Pour la onzième année, le Parc naturel régional du Vercors s'exposera au Salon international de l'agriculture à Paris Porte de Versailles en février 2022. Fort de son patrimoine agricole d’exception, éloigné de l’agriculture intensive, le territoire présente chaque année ses races locales, la vache Villard-de-Lans ou "Villarde" et le cheval du Vercors de Barraquand - ce dernier participera au Trophée national des chevaux et poneys de races reconnues du Concours général agricole.

C'est bien sûr toujours le moment d'échanger avec les éleveurs, de découvrir ou redécouvrir leurs savoir-faire et leurs produits dont l'AOP Bleu du Vercors-Sassenage !


Cette année, nous mettons à l'honneur la raison d'être de ce territoire : cultiver ses richesses à hauteur d'homme, au plus près des ressources, tout en reconnectant les plus jeunes générations à ses traditions.

Retrouvez-nous du 26 février au 6 mars 2022 dans l'espace coordonné par le CORAM sur le stand de l'OSRAR, stand 1E028 dans le pavillon 1 !

Le programme

La villarde

La villarde, un petit effectif pour un précieux lait ou une viande savoureuse

La Villard-de-Lans ou Villarde est une race à très petits effectifs. Le dernier recensement connu (2017-2018) compte 427 femelles dont la plupart sont en Isère et Drôme. 54% des élevages (44 sur 81) et 50 % des femelles (212 sur 427) sont sur le Parc naturel régional du Vercors. Depuis 2005, le nombre d’élevages sur notre territoire a plus que triplé.

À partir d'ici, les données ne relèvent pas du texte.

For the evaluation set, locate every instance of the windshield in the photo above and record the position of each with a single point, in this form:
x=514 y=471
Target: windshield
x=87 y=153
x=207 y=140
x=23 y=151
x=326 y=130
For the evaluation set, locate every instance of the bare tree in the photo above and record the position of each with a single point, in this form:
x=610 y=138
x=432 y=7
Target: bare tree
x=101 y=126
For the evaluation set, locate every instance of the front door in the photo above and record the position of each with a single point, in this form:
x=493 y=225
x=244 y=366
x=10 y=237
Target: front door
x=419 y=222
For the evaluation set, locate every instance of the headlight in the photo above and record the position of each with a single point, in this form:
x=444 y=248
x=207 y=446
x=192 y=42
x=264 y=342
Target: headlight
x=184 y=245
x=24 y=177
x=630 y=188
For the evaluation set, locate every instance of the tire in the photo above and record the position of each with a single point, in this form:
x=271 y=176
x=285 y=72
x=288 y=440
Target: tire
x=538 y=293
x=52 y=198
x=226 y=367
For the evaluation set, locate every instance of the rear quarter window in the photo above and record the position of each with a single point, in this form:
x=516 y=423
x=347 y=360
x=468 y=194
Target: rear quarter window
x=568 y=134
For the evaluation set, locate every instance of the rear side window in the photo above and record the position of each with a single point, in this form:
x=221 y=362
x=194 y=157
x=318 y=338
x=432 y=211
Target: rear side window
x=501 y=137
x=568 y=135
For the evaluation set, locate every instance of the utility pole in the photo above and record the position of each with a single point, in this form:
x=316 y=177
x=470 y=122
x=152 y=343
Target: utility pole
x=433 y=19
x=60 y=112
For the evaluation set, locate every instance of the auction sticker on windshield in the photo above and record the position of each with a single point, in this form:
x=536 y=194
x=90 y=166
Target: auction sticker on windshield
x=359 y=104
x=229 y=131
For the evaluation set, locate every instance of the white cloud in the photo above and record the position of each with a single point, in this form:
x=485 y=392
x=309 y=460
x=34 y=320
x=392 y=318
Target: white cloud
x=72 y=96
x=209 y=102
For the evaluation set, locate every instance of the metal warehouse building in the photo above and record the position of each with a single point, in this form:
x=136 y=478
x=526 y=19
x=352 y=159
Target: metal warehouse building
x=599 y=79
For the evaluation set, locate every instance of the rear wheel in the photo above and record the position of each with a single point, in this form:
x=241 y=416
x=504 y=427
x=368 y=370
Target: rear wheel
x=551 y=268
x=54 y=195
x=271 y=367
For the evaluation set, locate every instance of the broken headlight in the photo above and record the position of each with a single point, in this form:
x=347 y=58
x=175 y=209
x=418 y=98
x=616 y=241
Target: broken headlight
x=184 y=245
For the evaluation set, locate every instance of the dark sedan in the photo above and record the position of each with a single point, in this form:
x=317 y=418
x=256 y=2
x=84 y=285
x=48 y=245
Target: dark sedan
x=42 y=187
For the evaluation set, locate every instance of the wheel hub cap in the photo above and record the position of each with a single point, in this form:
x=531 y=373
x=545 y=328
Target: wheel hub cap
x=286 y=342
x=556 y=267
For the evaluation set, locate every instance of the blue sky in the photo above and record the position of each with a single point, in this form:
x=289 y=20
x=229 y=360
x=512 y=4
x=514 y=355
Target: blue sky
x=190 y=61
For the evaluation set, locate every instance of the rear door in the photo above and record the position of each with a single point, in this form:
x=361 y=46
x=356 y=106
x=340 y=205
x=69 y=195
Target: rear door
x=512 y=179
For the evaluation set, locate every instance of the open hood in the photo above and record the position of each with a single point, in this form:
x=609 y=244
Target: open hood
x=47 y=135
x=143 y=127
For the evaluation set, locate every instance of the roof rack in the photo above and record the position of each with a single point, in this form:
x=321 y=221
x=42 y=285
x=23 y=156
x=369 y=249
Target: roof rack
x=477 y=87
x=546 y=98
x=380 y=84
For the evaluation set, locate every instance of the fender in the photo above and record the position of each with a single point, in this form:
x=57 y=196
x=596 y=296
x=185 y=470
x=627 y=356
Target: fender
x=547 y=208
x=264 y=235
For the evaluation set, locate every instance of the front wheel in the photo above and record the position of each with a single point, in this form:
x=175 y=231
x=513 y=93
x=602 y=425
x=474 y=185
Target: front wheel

Depuis 2020, le cahier des charges du bleu du Vercors-Sassenage AOP stipule que les troupeaux engagés dans cet AOP doivent comporter 3% de femelles Villard-de-Lans. La filière du bleu, accompagnée par quelques passionnés de la race ont par conséquent sauvé la Villard-de-Lans de sa lente disparition. Les jeunes du monde agricole ont suppléé cette dynamique en s’intéressant à ses caractéristiques et en imaginant leur installation seulement avec de la Villarde. Petit à petit cette race patrimoniale retrouve sa place dans les paysages et dans les étables, c’est une reconquête qui satisfait tout un territoire et contribue à sa renommée.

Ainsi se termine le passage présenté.